Intermittent fasting is gaining popularity as a way to improve health, lose weight, and even reverse type 2 diabetes. There is biochemical evidence that fasting reduces glucose, IGF-1 and markers of chronic inflammation. Laboratory studies have demonstrated improve effectiveness and reduced toxicities in animals. In humans, one study reported it reduced nausea but another did not show it reduced any symptoms despite a marker suggesting less genetic damage to normal cells. No study in humans showed better response rates but numerous studies are ongoing across the World both for intermittent fasting or drugs which may mimic fasting. Claims from websites or nationalist that fasting with chemotherapy in humans is beneficial is clearly unfounded. Hundreds of trials of interventions in animals have not gone on to have any benefit in humans or the benefit is so small it does not justify the inconvenience. Until robust data from RCT are available, oncologist should not be recommending fasting to the patients they serve as it may cause harm for those with sarcopenia or cachexia, patients who have eating disorders, diabetes, or low body mass index (<20.5).
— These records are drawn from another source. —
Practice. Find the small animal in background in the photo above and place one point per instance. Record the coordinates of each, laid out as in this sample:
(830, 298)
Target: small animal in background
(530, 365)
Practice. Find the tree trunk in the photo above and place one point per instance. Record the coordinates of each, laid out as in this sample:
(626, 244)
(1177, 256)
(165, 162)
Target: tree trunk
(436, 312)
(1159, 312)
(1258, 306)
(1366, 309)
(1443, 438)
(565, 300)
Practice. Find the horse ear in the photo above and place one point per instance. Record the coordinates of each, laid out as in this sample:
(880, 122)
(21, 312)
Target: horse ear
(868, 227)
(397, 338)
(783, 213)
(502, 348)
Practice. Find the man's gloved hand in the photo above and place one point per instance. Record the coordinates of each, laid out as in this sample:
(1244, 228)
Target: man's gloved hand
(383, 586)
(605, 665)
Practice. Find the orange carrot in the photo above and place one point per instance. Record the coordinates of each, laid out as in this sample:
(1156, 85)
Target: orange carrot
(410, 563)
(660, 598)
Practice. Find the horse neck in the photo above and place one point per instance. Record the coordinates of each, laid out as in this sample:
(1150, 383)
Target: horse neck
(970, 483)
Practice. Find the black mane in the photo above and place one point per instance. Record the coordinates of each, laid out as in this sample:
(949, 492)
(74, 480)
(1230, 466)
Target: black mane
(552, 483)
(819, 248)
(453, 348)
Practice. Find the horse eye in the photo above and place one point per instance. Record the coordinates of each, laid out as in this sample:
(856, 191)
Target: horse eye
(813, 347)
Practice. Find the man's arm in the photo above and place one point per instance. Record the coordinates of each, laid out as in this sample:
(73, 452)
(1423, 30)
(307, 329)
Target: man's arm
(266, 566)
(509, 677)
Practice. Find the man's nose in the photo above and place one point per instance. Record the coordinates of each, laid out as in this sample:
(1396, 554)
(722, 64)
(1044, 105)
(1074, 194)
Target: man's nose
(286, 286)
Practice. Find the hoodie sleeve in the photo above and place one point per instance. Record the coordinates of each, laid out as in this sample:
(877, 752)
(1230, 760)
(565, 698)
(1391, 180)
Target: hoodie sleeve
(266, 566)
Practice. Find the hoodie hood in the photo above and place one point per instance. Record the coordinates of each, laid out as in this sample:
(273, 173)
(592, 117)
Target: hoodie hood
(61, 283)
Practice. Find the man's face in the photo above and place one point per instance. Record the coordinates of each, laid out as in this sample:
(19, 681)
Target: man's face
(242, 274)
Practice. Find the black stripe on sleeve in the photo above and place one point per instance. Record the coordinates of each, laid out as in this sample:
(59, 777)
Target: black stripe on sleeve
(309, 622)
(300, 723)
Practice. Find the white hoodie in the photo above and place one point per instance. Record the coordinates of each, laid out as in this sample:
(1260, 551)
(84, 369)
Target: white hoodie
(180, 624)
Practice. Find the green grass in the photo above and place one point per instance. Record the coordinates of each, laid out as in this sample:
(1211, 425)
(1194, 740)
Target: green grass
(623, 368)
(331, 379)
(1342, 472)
That said, with the interesting laboratory data and the reassurance that no study has suggested inferior response after fasting, patients who disclosed this practice to their oncologists should not receive a dismissive, uninformed response. Fasting may help some patients avoid unwelcomed weight gain, common during cancer treatments. It may provide a sense of self control and studies have shown that those with a greater sense of empowerment have greater satisfaction and improved mood [Thomas].What’s more no data does not mean no effect and these trials may well eventually show some benefit in selected patients.